How To Set Up A Pi-hole
Pi-hole is a do-it-yourself home adblocker that can run on basic hardware, such as a Raspberry Pi. This article will discuss the install process as well as some of its key features.
Things you’ll need:
Raspberry Pi/micro-USB charger
Micro-SD card: 32GB will be plenty
Monitor, USB keyboard and mouse, HDMI cable (or appropriate adapter for another display cable)
SD Formatter. This also requires that your computer has a way to mount SD cards, either with an SD port or an adapter of some type
SSH utility if you’ll be managing the Raspberry Pi from a Windows machine
First things first, go ahead and download your desirable version of Raspbian, SD Formatter and your image burner. Mount your SD card and format it really quick:
Using the burner then, we basically select Raspbian as our source file and the SD as our destination drive. Raspberry Pis don’t come with any installed firmware, so we essentially have to feed it everything it needs to live.
Once everything is done, attach your monitor, mouse and keyboard to the Raspberry Pi. You should see the RPi splash screen almost right away but experiences may vary at this point. You can refer to this guide if your device isn’t booting properly. This is also a good read for ensuring you aren’t doing something really stupid. Raspberry Pis are tested prior to shipping so you can be reasonably sure you aren’t dealing with a DOA. It’s also worth simply power cycling it without any devices plugged into it.
If everything works as it should, you should see the bootup screen:
Once it finishes, log in with the default credentials pi and raspberry. Now that we’re in, let’s change the default password by utilizing the passwd command. You’ll first be prompted for the current password, followed by the new one. Next we’ll type raspi-config to enter the configuration tool so that we may enable ssh. This allows us to remotely manage the device from any other machine on the network. Navigate to Interfacing Options > SSH and enable the SSH server.

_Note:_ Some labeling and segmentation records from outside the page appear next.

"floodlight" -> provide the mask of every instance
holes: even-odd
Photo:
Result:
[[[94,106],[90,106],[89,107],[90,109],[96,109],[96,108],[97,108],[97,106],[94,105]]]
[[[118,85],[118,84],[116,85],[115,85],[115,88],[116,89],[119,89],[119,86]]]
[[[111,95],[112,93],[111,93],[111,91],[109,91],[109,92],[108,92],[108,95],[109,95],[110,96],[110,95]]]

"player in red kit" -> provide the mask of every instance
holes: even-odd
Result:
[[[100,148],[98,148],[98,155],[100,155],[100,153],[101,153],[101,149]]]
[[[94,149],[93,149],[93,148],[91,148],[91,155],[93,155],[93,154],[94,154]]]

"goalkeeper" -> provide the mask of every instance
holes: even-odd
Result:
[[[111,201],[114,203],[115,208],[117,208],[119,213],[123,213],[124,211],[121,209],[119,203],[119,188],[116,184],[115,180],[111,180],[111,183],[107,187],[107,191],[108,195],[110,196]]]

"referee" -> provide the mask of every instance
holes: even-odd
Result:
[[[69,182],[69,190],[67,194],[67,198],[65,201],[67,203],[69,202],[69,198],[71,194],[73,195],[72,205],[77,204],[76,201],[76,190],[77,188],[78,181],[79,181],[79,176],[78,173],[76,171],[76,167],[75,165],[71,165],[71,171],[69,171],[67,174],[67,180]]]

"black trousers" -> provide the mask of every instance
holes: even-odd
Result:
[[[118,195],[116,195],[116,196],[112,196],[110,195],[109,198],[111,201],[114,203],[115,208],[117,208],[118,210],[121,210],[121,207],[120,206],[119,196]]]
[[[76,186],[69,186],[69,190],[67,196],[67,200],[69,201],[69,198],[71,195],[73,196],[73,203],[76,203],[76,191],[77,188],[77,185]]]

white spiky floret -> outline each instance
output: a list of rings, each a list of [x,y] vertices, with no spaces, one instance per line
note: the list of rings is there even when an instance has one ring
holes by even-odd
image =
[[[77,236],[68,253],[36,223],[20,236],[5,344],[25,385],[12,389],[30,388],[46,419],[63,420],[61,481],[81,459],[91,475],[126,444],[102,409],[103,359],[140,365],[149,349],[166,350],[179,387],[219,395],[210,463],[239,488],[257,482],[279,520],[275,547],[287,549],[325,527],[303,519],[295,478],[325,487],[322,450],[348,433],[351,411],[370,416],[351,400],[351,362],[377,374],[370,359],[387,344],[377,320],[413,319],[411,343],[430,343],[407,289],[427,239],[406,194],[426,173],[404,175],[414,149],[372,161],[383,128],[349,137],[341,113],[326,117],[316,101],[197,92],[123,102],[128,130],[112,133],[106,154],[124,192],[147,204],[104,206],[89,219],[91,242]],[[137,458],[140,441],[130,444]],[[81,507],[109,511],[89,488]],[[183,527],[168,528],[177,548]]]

Go ahead and plug it into your network and run an ifconfig to pull its IP on eth0. Now we should be able to SSH into it:
A lot of the unofficial documentation for Pi-hole recommends manually setting all of the devices on your network to use the RPi as their DNS server when, really, all we have to do is make this change on our gateway. So first off let’s give our Raspberry Pi a static IP. Here are instructions from man dhcpcd.conf:
So let’s change directory to /etc/dhcpcd.conf and add set our static address. I advise setting the IP of the RPi outside of your DHCP pool:
sudo nano dhcpcd.conf
Following the instructions from the man pages, I placed my static IP entry just below the sample included in dhcpcd.conf. I left out anything related to IPv6. I also specified the DNS server I wanted to use, in this case OpenDNS:
After the reboot you should lose connection over SSH. Go ahead and get back in once the RPi boots.
With all the prep work out of the way, we’re ready to get Pi-hole installed. On the project’s github page the authors briefly discuss the dangers of piping to bash. We are going to heed their warning and run the installer locally:
sudo wget -O basic-install.sh https://install.Pi-hole.net
sudo bash basic-install.sh
This will begin the install process:
It will walk you through the process of configuring your static IP and DNS servers, but you can inherit your current settings if you did this previously:
Leave the protocols setting defaulted:
We set our IP and gateway address earlier so we can leave the next step alone:
If you want to have access to the web console, select Yes at the next screen:
Select Yes to allow logging:
The installation will now complete. This will take several minutes:
Once installation is complete you will be given a screen with the URL address and default credentials for the admin console. In case you lose or forget your password, you may reset it using pihole -a -p
Take some time now to physically install your new ad-blocker, and then we’ll jump into the admin console! Don’t forget to force your gateway to utilize the RPi as its DNS server.
* You can now use the command pihole -r at any time to reconfigure any settings.
The Admin Console
Open up a browser and log into the Pi-hole console:
Along the top we’ll see some analytics regarding how many domains have been queried versus how many have been blocked. Under the Query Log tab we see more granular information related to when a domain was requested, the client who requested it and the action taken by Pi-hole:
If there are specific domains you would like to either whitelist or blacklist, Pi-hole offers functionality for doing so. Under Settings we are given a GUI interface for a lot of the tasks we can perform from the command line, including restarting various services, flushing our query logs, modifying our DNS settings, enabling a DHCP server, etc. If you have had issues up to this point, you can spin up a debug log under Tools which can assist you in your troubleshooting efforts.